= Strengthening Emergency Response Abilities Project =

USAID–Ethiopia disaster-preparedness pilot, 1997–2001

Strengthening Emergency Response Abilities (SERA) Project was a four-year disaster-risk-reduction programme carried out in Ethiopia between 1997 and 2001. It was managed by the federal Disaster Prevention and Preparedness Commission (DPPC, now the National Disaster Risk Management Commission) and funded by the United States Agency for International Development (USAID).

== Background ==
Following Ethiopia’s 1995 constitution and the move toward ethnic federalism, the DPPC sought to shift national disaster policy from reactive relief to proactive risk reduction. In June 1997 a federal workshop on food security proposed developing local-level vulnerability profiles; USAID subsequently committed US$3.7 million for a pilot initiative later named SERA.

== Implementation ==
The project began field operations in mid-1999, first in four woredas of the Amhara Region (Tach Gayint, Ebinat, Sekota and Ziquala).
Activities included:
- compiling district-level vulnerability profiles for 35 chronically food-insecure woredas;
- delivering risk-assessment training to regional officials and DPPC staff;
- setting up data-sharing protocols between regional early-warning units.

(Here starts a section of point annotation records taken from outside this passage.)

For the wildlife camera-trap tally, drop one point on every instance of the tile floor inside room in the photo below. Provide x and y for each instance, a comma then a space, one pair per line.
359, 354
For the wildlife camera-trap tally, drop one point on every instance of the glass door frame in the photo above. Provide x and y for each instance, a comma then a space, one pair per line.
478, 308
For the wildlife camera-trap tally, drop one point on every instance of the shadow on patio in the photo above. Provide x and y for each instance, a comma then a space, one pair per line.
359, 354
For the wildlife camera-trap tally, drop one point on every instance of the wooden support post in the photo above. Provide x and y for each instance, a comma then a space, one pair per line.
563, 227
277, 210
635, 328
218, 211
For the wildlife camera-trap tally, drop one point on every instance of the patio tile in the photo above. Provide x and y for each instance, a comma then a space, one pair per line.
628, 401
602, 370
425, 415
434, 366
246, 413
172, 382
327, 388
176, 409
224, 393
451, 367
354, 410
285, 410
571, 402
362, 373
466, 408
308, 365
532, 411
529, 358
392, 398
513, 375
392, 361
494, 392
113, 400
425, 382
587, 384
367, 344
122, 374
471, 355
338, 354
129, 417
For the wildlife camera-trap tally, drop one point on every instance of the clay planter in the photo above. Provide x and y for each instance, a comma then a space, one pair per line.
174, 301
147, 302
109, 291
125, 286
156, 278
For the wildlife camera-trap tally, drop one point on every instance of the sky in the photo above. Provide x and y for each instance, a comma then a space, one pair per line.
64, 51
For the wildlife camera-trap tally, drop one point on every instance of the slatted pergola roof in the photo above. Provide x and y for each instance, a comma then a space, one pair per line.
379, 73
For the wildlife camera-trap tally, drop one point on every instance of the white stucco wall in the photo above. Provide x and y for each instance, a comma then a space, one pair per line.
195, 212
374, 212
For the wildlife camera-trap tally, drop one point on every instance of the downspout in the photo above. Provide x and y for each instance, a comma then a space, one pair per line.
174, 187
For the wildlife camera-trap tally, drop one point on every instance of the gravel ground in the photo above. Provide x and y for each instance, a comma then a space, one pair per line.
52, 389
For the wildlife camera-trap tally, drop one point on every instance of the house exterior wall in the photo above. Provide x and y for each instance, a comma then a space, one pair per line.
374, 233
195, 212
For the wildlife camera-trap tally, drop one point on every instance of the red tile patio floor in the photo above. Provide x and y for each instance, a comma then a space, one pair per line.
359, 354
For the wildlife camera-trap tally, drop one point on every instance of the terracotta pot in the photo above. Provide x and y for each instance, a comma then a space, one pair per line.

Field teams used rapid rural appraisal, focus-group interviews and household surveys; the Central Statistical Agency assisted with sampling and data entry.

== Findings ==
USAID’s 2001 evaluation identified five structural drivers of chronic vulnerability: population pressure on land, limited natural resources, entrenched poverty, inadequate basic services and weak household coping capacity.
The evaluation noted that SERA’s profiles were the first attempt to synthesise socio-economic, agro-ecological and nutrition data at woreda scale, providing local officials with a baseline for early-warning and development planning.

== Assessment and follow-on ==
A mid-term review judged the methodology informative but labour-intensive, recommending a streamlined set of indicators for future updates.
Elements of the SERA approach were incorporated into the Emergency Preparedness Strengthening Program (EPSP) launched in 2003, which helped establish Ethiopia’s multi-hazard early-warning system.

== Legacy ==
SERA’s profiling template informed Ethiopia’s 2006 Disaster Risk Management policy framework and was later cited in regional disaster-risk-reduction inventories. The project’s emphasis on local participation has been referenced in African Union guidance on community-based DRR legislation.